Ditto al Qaeda. Osama bin Laden didn't get up one day and decide he wanted to launch a few terrorist attacks, pull out his atlas, and pick the United States at random. His decision to attack U.S. military forces and government installations, and then to attack the United States directly, was reprehensible and an obvious threat, but it didn't come out of nowhere. On the contrary, the emergence of al Qaeda was a direct response to various aspects of America's Middle East policy (e.g., blanket support for Israel, Egypt, and Saudi Arabia and the U.S. military presence in the Persian Gulf through the 1990s). As I've noted before, the United States has devoted most of its energy and effort since then to chasing down bad guys and killing them, but hardly any time trying to act in ways that would make the terrorists' message less appealing to potential recruits.

So before we declare the Kenyan bombing a direct threat to the United States and get more directly involved in a set of regional dynamics that we don't understand very well, we ought to ask ourselves if this will make the terrorism danger that we face worse or better.

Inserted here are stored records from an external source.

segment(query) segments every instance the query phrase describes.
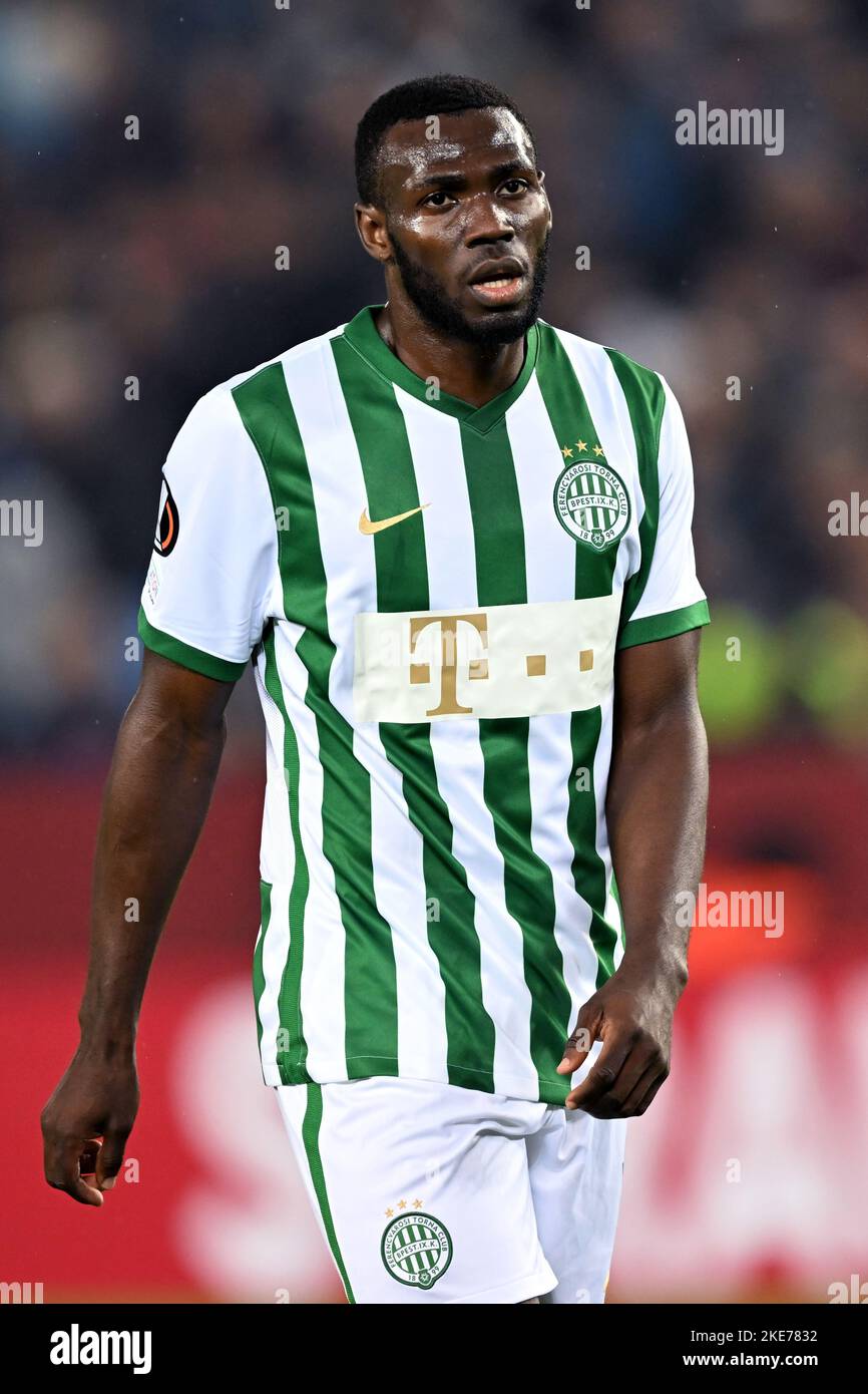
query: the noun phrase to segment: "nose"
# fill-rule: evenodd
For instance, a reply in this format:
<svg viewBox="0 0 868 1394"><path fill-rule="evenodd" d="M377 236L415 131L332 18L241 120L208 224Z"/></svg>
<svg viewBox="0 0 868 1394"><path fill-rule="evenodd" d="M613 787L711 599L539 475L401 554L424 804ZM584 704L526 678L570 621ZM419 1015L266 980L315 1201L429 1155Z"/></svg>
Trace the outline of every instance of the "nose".
<svg viewBox="0 0 868 1394"><path fill-rule="evenodd" d="M490 194L478 194L465 201L464 244L509 243L516 236L509 213L497 206Z"/></svg>

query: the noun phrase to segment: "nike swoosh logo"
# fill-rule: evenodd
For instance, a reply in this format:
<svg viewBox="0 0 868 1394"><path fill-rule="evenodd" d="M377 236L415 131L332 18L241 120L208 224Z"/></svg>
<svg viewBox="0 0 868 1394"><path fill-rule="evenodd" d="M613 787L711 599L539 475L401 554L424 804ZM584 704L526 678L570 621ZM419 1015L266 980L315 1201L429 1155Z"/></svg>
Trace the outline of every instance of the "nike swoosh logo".
<svg viewBox="0 0 868 1394"><path fill-rule="evenodd" d="M382 533L385 527L394 527L396 523L403 523L404 519L411 519L414 513L421 513L426 509L428 503L419 503L418 509L407 509L405 513L396 513L393 519L380 519L379 523L372 523L368 517L368 510L362 509L362 516L358 520L358 530L364 533L365 537L371 537L373 533Z"/></svg>

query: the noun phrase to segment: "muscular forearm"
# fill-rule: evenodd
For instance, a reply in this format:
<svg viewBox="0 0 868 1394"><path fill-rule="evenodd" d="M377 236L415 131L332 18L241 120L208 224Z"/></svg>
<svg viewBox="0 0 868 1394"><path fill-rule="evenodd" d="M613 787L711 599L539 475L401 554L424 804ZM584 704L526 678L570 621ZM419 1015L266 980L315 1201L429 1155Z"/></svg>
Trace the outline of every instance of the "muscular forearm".
<svg viewBox="0 0 868 1394"><path fill-rule="evenodd" d="M708 743L692 694L621 732L606 817L627 972L687 980L690 927L677 923L676 896L695 894L702 873L706 800Z"/></svg>
<svg viewBox="0 0 868 1394"><path fill-rule="evenodd" d="M150 960L201 832L220 764L220 717L191 729L137 694L121 723L93 863L82 1048L132 1050Z"/></svg>

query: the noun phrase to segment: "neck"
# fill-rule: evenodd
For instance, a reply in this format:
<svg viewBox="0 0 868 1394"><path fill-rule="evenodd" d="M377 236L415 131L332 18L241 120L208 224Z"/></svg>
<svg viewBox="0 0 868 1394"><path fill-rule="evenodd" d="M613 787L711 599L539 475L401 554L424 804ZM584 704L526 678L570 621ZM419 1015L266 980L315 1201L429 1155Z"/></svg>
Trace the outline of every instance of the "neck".
<svg viewBox="0 0 868 1394"><path fill-rule="evenodd" d="M511 388L524 364L524 335L507 344L474 344L422 319L412 301L392 298L375 312L383 343L418 378L472 407Z"/></svg>

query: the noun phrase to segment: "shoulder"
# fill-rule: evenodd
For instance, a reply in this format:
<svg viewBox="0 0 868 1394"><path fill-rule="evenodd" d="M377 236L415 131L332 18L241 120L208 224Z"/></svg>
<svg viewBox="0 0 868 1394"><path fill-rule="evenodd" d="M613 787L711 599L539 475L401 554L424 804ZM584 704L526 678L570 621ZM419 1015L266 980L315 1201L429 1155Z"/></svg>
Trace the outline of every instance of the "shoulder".
<svg viewBox="0 0 868 1394"><path fill-rule="evenodd" d="M557 353L560 347L577 369L580 381L584 375L598 381L612 381L614 375L624 393L630 396L640 393L649 406L653 404L659 410L663 407L665 395L667 392L672 395L672 389L660 372L631 358L621 348L582 339L581 335L550 325L543 319L538 319L538 325L541 351Z"/></svg>

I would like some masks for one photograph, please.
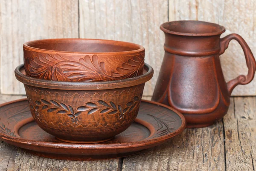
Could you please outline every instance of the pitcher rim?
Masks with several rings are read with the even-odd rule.
[[[174,31],[169,30],[167,28],[164,27],[164,25],[167,24],[169,24],[171,23],[175,22],[193,22],[195,23],[201,23],[208,25],[214,26],[218,29],[218,31],[217,31],[209,32],[209,33],[186,33],[185,32],[179,32],[179,31]],[[160,26],[160,29],[163,31],[165,33],[168,33],[172,34],[175,34],[179,36],[215,36],[218,35],[221,35],[222,33],[224,33],[226,31],[226,29],[222,25],[219,25],[218,24],[215,24],[212,22],[207,22],[203,21],[198,20],[176,20],[169,21],[168,22],[164,22]]]

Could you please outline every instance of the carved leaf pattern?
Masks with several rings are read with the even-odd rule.
[[[175,129],[173,127],[170,127],[168,125],[164,122],[165,121],[167,121],[169,123],[175,122],[176,121],[175,119],[172,118],[172,121],[165,121],[150,114],[147,114],[147,115],[153,118],[157,121],[157,126],[159,127],[157,130],[155,135],[153,137],[166,135],[170,132],[172,132]]]
[[[142,95],[141,95],[142,96]],[[100,112],[100,113],[107,113],[108,115],[118,113],[119,118],[120,119],[123,119],[125,114],[127,111],[129,111],[129,112],[131,112],[138,105],[140,102],[141,97],[135,96],[133,100],[134,101],[128,102],[126,104],[126,107],[124,109],[123,109],[121,105],[117,105],[113,101],[110,101],[108,103],[102,100],[99,100],[98,101],[97,104],[87,102],[85,103],[84,106],[79,107],[75,110],[71,106],[67,105],[63,103],[58,102],[52,100],[49,101],[44,99],[35,101],[35,106],[34,106],[31,101],[31,99],[28,99],[32,107],[31,109],[36,108],[38,109],[39,109],[38,106],[41,106],[42,109],[47,110],[47,112],[57,111],[56,113],[58,114],[66,114],[67,116],[71,118],[73,123],[77,124],[79,121],[78,116],[83,112],[87,112],[87,115],[91,115],[95,113],[100,108],[102,108],[102,107],[103,107],[103,109],[101,109]],[[36,112],[37,112],[39,115],[37,111]]]
[[[58,54],[40,55],[31,60],[26,73],[40,79],[72,81],[105,81],[119,80],[138,75],[144,64],[142,55],[123,62],[115,71],[107,71],[105,63],[100,62],[96,55],[85,56],[78,62],[66,59]]]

The second problem is that the rather breathless language of the Times' story exaggerates the actual danger. One cannot completely rule out the possibility that al-Shabab might try to send a few of the Americans it has recruited back to the United States, with orders to try something similar here. It is also possible -- though unlikely -- that they will succeed in doing something reprehensible, if not on the scale of the recent attack in Kenya. It would be bad if they succeeded -- even in just a small way -- or if other terrorists managed to shoot American tourists or business people over in Kenya. But is that possibility really so scary, especially relative to other dangers?

Back here in the United States, we've already seen several mass killings of innocent people in the past year: 27 slain in the Newtown school shooting and 12 killed in the recent Navy Yard attack. Here in Boston, there were 51 murders in 2012, and there have been more than 30 already this year. Nationwide, over 30,000 Americans are killed by guns each year (about two-thirds are suicides, but those deaths are still tragic and that still leaves more than 10,000 victims of gun violence). Yet there doesn't seem to be a groundswell of public clamor to declare this obvious danger to American well-being a "national security threat" or to actually do anything about it.

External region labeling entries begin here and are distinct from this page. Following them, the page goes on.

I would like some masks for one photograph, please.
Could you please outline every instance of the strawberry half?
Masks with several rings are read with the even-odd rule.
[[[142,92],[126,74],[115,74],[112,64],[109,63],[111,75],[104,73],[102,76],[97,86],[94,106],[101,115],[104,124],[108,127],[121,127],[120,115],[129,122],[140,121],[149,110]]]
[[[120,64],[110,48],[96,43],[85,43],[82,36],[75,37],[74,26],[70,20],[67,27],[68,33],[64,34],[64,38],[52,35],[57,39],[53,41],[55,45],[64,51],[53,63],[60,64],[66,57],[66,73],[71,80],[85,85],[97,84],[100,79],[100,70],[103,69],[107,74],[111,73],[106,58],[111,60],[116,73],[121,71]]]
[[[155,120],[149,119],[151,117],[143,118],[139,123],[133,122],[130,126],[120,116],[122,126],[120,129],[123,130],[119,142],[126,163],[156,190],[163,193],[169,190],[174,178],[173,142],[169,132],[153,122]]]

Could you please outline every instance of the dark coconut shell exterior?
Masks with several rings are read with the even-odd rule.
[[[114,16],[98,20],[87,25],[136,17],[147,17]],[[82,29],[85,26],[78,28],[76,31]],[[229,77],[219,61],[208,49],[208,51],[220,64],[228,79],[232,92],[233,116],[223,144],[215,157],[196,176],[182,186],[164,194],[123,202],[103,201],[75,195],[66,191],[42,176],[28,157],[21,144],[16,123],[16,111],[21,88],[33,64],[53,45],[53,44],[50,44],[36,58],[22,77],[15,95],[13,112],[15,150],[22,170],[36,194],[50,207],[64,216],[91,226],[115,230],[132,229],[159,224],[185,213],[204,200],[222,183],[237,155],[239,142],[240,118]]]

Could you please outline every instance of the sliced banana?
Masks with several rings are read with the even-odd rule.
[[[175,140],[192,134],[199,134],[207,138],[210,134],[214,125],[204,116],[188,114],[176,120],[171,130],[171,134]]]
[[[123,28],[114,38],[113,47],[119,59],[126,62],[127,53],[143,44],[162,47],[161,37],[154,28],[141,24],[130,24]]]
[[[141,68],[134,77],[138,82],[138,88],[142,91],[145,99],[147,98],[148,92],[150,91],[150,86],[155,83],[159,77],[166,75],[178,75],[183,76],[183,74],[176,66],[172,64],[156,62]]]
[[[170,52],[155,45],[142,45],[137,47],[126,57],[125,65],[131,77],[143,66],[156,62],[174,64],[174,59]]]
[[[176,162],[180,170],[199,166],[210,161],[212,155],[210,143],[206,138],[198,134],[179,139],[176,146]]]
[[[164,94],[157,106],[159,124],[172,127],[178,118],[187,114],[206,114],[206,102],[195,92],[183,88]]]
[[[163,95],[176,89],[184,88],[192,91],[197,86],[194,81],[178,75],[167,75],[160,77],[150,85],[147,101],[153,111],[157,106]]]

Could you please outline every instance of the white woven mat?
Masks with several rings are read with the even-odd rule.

I am not arguing for a retreat to Fortress America or saying that the United States should not devote some of its vast intelligence and national security budget to monitoring possible terrorist groups. But we really do need to ask ourselves if chasing every terrorist group that might have some reason to target the United States (or U.S. citizens abroad) is going to make the problem bigger or smaller. And that is especially the case when these groups emerged largely or entirely in response to local political developments, as was the case with al-Shabab. We have no reason to like such groups at all, but getting in their face is probably the best way to get them in ours.

As the Times article shows, the view expressed here doesn't seem to be very common in the U.S. national security establishment, which never saw a threat that it didn't want to go after (or exaggerate). But it would have been nice if theTimes had found space for this view in its article on the subject, instead of making it sound like the U.S. government's view is the only one worth hearing.

Stephen M. Walt is the Robert and Renée Belfer professor of international relations at Harvard University.